Yes it is a 6 cyl car, so to the op you do know you will have to change the front suspension if it still has the 6cyl stuff in it right? If it has a 8 in rear end it should have 5 lug out back. Make sure you do the safety and strengthening first before you build the pwer, including brakes etc..
oh yea, suspension. thanks captian obvious (just kidding) i cant believe none of us commented on that. LOL. yea, front suspension upgrade is a must. bigger swaybar for sure. i went w/ the grab a trac suspension. its ok, but nothing fancy. not too impressed w/ the struts that were w/ the kit also. roller perches, 620 springs, tubular upper and lower control arms, monte carlo bar (optional), better strut tower brace, poly or rubber bushings, etc... well now you got even more stuff to think about and spend your $ on. youre 2-3k budget just got a little bigger. it happens to all of us. :)
yup 3k turns to 5k and out of nowhere it turns to 20k :loco:
Again, all great information. The 2-3k budget was for the engine alone. I have a seperate budget for the tranny planned. Now i have to plan yet another budget for the suspention upgrade. Because im trying to stay on the cheap, what components MUST be changed. Ill start my suspention research now.

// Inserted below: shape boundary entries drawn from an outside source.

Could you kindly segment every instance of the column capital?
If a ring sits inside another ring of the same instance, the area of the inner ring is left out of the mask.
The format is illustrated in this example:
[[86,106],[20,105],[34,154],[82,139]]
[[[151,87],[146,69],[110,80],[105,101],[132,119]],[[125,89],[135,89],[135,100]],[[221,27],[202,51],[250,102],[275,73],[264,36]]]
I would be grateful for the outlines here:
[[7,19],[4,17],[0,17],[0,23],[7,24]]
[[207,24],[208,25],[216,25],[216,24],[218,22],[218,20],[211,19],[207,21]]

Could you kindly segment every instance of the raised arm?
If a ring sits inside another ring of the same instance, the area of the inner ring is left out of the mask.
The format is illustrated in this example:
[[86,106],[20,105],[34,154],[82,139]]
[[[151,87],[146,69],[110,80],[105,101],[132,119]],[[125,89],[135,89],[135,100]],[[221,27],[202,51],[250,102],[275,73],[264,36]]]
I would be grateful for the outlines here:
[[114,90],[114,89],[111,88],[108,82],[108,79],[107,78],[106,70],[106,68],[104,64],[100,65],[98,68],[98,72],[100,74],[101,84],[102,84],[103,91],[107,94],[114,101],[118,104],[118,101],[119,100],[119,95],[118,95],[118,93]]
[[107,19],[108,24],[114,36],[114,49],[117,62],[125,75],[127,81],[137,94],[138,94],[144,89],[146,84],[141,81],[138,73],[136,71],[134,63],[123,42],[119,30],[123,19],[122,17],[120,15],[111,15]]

You all have been a great help. I cant say thank you enough.
wish i had 2-3k to put in an engine...some people have all the luck/money :) what u will need is: upper and lower control arms, sway bar, springs and perches, can prob reuse the tie rods but might as well replace, all bushings. your best bet is just searching for a complete kit and not buy pieces separately. if youre not road racing the cheap/mid priced stuff sounds like it will do fine for youre application. good luck.
Just for added info, this is going to be mostly a cruise, fun summer car. Might see the track just for sh*ts and giggles. Nothing more
Might want to keep your eyes open on the 5.0 Mustang classified forums. Every now and then, I'll see a set of 185 AFR or TF heads for a good price ($1k to $1,200). If you are considering a stroker down the road, step up now and get 225s.
185s, with a more agressive cam will put you in the mid 300s with good driveability, and decent mileage running a 600-650CFM carb, good headers and exhaust.
With a turbo or supercharger, down the road they can take you into the 500HP range with some porting. After that you'll need more "breathing" room (and a better transmission).

As for suspension, I didn't see anywhere on the cardomain site where the suspension components were replaced. I'd have the suspension , and frame inspected first. When the radiator was pushed into the engine, it bent the radiator support, which most likely twisted the rails. Not a big deal. They can straighten any damage at a frame shop. But that needs to be done first, or the car will never drive right.
Then make a plan of what needs upgraded / replaced.

A front disc brake swap would be a big improvement. That will require changing the master cylinder as well. Some of the kits are under $700.00, and offer good stopping for a street/strip car.

Plenty of time to window shop, and peruse the used parts market. Your plan is solid, so stick with it, and be patient. The car will come out awesome.